Let us consider a liquid drop which is about to be forced out of the hole of radius \( r \) has a hemispherical shape, then \( \frac{2T}{r} \) will be the excess pressure inside the drop, where \( T \) is the surface tension of the liquid.
The pressure of the liquid column is \( h\rho{g} \), where \( h \) is the height of the liquid column, \( \rho \) is the density of the liquid and \( g \) is the acceleration due to gravity. Here \( h>>r \).
So in equilibrium condition,

\( h\rho{g}=\frac{2T}{r} \)

Therefore, \( \displaystyle{h=\frac{2T}{rg\rho}} \)

When the height of the liquid vessel is greater than this height \( h \), then the hydrostatic pressure can not be balanced by the surface tension of the liquid. As a result, the liquid will come out through the hole of the vessel until the height of the liquid in the vessel become equal to that \( h \).

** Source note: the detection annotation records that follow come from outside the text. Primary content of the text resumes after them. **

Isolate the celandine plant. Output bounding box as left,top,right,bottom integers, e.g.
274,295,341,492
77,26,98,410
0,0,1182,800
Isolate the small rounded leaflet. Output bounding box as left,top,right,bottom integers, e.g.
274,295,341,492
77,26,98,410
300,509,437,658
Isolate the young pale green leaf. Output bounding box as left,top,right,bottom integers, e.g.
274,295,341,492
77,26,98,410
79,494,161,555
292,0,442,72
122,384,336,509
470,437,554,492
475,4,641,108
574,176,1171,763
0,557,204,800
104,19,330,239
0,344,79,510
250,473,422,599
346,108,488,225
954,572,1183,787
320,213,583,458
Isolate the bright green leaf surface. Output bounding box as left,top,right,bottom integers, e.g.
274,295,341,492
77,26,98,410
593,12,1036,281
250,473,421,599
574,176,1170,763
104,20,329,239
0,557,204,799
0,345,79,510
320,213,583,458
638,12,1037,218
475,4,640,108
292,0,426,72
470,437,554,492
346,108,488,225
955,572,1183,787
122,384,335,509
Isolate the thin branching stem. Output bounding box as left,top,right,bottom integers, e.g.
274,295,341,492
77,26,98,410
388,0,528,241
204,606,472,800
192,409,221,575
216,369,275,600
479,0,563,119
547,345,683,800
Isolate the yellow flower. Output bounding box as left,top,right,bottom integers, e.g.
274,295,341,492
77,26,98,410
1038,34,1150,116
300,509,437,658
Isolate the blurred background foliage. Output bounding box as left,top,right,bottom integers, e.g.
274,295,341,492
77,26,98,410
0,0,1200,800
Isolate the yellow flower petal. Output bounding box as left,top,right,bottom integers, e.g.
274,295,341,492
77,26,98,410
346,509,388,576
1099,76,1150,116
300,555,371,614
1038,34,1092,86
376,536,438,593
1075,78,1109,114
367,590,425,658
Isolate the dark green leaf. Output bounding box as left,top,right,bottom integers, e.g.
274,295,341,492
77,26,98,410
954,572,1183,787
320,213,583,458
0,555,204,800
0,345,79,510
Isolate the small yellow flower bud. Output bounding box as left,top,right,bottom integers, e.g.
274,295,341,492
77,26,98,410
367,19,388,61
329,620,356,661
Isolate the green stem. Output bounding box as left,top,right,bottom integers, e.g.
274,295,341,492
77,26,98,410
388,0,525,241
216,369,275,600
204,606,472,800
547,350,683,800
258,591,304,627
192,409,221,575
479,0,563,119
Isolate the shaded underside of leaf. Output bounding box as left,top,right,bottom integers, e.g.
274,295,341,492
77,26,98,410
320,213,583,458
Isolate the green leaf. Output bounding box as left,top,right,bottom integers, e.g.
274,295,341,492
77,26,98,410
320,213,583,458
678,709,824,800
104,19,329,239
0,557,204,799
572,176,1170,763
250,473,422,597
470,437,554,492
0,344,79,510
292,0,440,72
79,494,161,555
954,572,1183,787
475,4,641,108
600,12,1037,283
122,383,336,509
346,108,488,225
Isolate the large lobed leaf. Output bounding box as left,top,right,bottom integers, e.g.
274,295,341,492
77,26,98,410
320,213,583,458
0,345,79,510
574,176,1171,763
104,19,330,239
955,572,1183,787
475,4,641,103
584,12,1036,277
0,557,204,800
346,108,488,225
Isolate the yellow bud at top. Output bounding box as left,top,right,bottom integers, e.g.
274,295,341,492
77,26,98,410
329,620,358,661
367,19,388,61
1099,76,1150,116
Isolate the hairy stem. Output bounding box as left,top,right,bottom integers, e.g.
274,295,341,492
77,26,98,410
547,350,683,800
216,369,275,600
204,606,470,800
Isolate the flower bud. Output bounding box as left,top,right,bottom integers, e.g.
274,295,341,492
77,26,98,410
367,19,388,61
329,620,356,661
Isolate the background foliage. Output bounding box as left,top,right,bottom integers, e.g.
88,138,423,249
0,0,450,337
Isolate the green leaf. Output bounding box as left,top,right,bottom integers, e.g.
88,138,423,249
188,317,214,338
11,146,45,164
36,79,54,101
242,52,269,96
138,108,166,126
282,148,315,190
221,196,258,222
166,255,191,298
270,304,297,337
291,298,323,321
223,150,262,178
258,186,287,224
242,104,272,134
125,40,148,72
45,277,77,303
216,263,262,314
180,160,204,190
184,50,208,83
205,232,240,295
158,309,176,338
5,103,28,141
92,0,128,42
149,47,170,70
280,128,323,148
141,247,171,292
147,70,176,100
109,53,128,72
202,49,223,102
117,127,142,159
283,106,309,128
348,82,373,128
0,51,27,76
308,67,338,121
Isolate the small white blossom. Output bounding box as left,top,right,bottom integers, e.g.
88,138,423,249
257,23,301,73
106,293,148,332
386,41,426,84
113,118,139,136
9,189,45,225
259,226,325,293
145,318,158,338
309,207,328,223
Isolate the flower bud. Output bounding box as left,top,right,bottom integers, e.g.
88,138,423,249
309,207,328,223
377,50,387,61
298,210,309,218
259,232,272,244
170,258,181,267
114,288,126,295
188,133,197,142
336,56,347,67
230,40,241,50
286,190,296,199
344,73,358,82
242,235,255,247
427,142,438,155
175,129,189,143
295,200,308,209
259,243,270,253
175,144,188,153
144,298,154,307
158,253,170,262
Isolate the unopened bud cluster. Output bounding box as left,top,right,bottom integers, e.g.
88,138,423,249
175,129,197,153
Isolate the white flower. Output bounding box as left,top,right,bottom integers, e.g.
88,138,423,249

For the same reason, no liquid could enter the vessel until its bottom is taken inside the liquid of a depth greater than \( h \). The liquid surface which is trying to enter through the hole would be convex upward. The hydrostatic pressure upto the depth \( h \) inside the liquid would be balanced by the excess pressure inside the drop. When the vessel is taken to a depth greater than \( h \) then the liquid will enter through the hole because the excess pressure inside the drop can not be balanced by the hydrostatic pressure.